Something skeptical in the air. I review the jotted Rorem anecdotes, the quotables and all, look a little pointless: a drunk in Trieste “who mistook his wife’s canary for a lemon and put it in the squeezer.” Or, of Rorem’s ancestry:
Rørhjem was our original name. In Norwegian it means “mixed home,” but was shortened, as they all were, by immigration authorities—oh, a hundred years ago. Rorem in Latin means “dew.” Et rorem misericordiae tuae perennem infundas (and shed upon them the dew of your mercy).
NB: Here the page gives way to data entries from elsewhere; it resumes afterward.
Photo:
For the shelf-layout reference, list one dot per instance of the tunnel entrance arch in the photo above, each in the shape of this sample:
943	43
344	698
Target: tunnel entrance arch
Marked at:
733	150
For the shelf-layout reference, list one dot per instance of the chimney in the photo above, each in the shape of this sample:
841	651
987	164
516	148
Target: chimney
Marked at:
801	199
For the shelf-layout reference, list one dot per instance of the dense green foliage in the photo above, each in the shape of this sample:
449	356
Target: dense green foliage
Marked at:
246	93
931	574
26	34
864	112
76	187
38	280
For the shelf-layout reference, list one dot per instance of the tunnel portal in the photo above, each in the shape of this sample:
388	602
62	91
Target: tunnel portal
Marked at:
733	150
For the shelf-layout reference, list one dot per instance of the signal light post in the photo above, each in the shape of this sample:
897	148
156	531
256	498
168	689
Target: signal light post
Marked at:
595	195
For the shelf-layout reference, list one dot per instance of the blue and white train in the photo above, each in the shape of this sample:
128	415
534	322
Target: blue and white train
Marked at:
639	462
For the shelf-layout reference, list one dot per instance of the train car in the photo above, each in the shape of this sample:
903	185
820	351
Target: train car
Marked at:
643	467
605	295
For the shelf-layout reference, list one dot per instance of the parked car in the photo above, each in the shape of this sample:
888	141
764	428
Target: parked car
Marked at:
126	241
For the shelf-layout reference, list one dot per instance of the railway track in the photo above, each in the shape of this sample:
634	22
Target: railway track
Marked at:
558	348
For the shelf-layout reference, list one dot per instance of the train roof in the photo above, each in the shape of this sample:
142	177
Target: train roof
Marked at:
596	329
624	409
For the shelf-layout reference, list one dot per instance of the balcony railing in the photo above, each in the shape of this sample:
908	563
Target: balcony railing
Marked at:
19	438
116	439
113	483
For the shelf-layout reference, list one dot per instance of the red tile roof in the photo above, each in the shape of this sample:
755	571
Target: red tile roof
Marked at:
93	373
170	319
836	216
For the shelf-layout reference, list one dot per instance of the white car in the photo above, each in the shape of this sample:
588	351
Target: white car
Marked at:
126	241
Rorem saying (like Ammons’s suggesting that a writer ought keep himself “a little stupid”): “To a creator, knowledge is unnecessary, sometimes even harmful.” (I know nothing about Rorem’s music. I read the diaries for the gossip (slight), and out of a fine mesmerism with Rorem’s bluntness: he is a character who fascinates, self-bundled. And, reluctantly, latterly, for the writing itself—is it, too, a “(cruel) manipulating”? It flies, though. Here’s Rorem against the phenomenon of Pierre Boulez (c. 1954, when the twelve-tone system is a-loose like a wild cat, seriality with its destruction of anything beyond the present moment de rigueur, sentiment and emotion suspect, and all that rather anathema to Rorem):
Boulez has hypnotized Europe à la Hitler: even those who’ve never met him fear his charm. The force of a dictator (as of a saint) lies in the absence of personal libido; not caring, he can focus equally on everyone. Such a one in power is rare. So if Boulez (like McCarthy) were assassinated, a vanishing chaos would result, fertilizing the road of a genius whose ideas might be in absolute reverse. I can only say what I know, compose what I feel. Like everyone born in the twenties I have just discovered that today is yesterday’s tomorrow and the velocity of living has quadrupled, hurling us—as invisible as cold cream—toward a death we thought would never come. Why keep a journal? It never records anything more stimulating than that in Venice one says: “Oh, but you should see the pissotières of Toulon,” and once in Toulon you wish you were back in Venice to die like Wagner and Diaghilev and George Sand and Thomas Mann and the wings of the dove.
Flying. The perfect brashery of “invisible as cold cream.” The way Boulez comes off a perfect replica of “the-artist-with-the-solution” (Alex Ross points to the animosity Boulez reserved for fellow composers who refused to follow him “on the high modern road.” Sounds like any number of self-convinced and -righteous contemporaries in the imaginary trenches of les poésies d’Amérique du nord, hein? The Stalinists of le détroit, meaning the narrows.)

Is Rorem’s diary “pertinent” to “The Everyday”? (Everything is pertinent to the everyday.) Rorem: “A diary has impact only through the accumulation of unlimited observations (of which many are obsessive and recurring), never through the development of themes (for then it would no longer be a diary). Works of art must have a plan; beginnings and ends. A diary necessarily has no form beyond the accidental one of improvisation; hence, though it cannot be a work of art (improvisation precludes this), perhaps it can be a masterpiece.” À bas l’art, vive les chefs-d’oeuvres. Which, considering the ninny pulchritudes of the masses with sweat-shop ideas of art, one’d emblazon to one’s niggardly brow, if he cared enough to do so, and so countenance displeasure.



“The Everyday” is not a diary, it is a texture of one’s dailiness. I keep considering the possibility of allowing other formal eruptions—the long-winded couplet, the poignant-weighted stepping down line of Williams—and the immediate consensus is always no, there’s limit’d (dual) rhythm to dailiness. Then again, devouring time is capable of gulps and nibbles and finer mastications—a gamut of gustatory style, or, Roman feast-like, recurrent refreshing vomitorium purges—Time relenting its grip—re-sequencing, rehashing. Surely the everyday ought mimic the sensory regimes Time instills (is capable of instilling). (Why is this note here, and not embedded with the soldiery of “The Everyday”?)